A corpus of medical research article abstracts and case reports that detail patient problems, treatments, and outcomes for a variety of medical disorders and diseases were collected. These documents were classified into two groups based on whether the cause of the problem was likely to be due to an adverse drug reaction or not. Data was prepared by tokenizing each abstract into vectors of single words which were then filtered to remove single-occurrence words, highly common words, and numbers. Encoding the tokenized word vectors for machine learning was accomplished by counting the number of times single words were in each document, as well as two word phrases (bigrams) and three word phrases (trigrams). Another data set was created by weighing each vector using the term frequency-inverse document frequency (TF-IDF) method. This resulted in a sparse, fixed length numeric vector for each document that was used as input for training a logistic regression model for document classification. In addition, we created a model using the distributed language representation method word2vec that produces dense numeric representations of words based on the surrounding context. When turned into a classifier through inversion using Bayes rule, this yielded more accurate results than logistic regression.
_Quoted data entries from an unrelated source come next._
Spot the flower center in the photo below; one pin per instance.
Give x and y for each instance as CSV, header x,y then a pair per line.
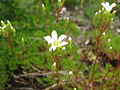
x,y
56,43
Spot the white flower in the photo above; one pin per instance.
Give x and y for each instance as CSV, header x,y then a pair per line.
x,y
96,13
104,33
70,39
54,64
110,47
109,40
55,41
107,6
64,48
70,72
43,5
75,89
59,0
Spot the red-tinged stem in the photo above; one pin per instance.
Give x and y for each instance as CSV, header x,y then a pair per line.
x,y
107,74
4,44
57,69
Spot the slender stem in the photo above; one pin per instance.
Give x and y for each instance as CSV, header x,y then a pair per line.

For this research, we used the open source programming languages R and Python and trained custom models on the Azure Machine Learning platform.

Conclusion

Post-approval pharmocovigilance, or the identification of potential new adverse drug events after drug approval, is a critical goal of the healthcare system. These activities are often mandated by regulatory agencies to ensure the continuous collection of safety data on a drug during normal use and to a more diverse group of patients than is usually possible during pre-approval clinical trials. The continually increasing number of medical journal articles and case studies being published each year has created additional difficulties in monitoring for potential adverse effects in an accurate and timely manner. Numerous data mining and machine learning algorithms have been utilized to reduce the amount of manual expert time required to evaluate a publication for potential adverse effects. However, no standardized methodology has been implemented. The development of distributed language representation methods such as word2vec that utilize neural networks to learn words and their contextual meaning have potential to lead to highly accurate numerical representations of words that can be used for classification models. In this study, we sought to compare distributed language representation methods with more established language processing methodology. The success of distributed language representation methods here suggest that their use should become more common in medical language processing methods.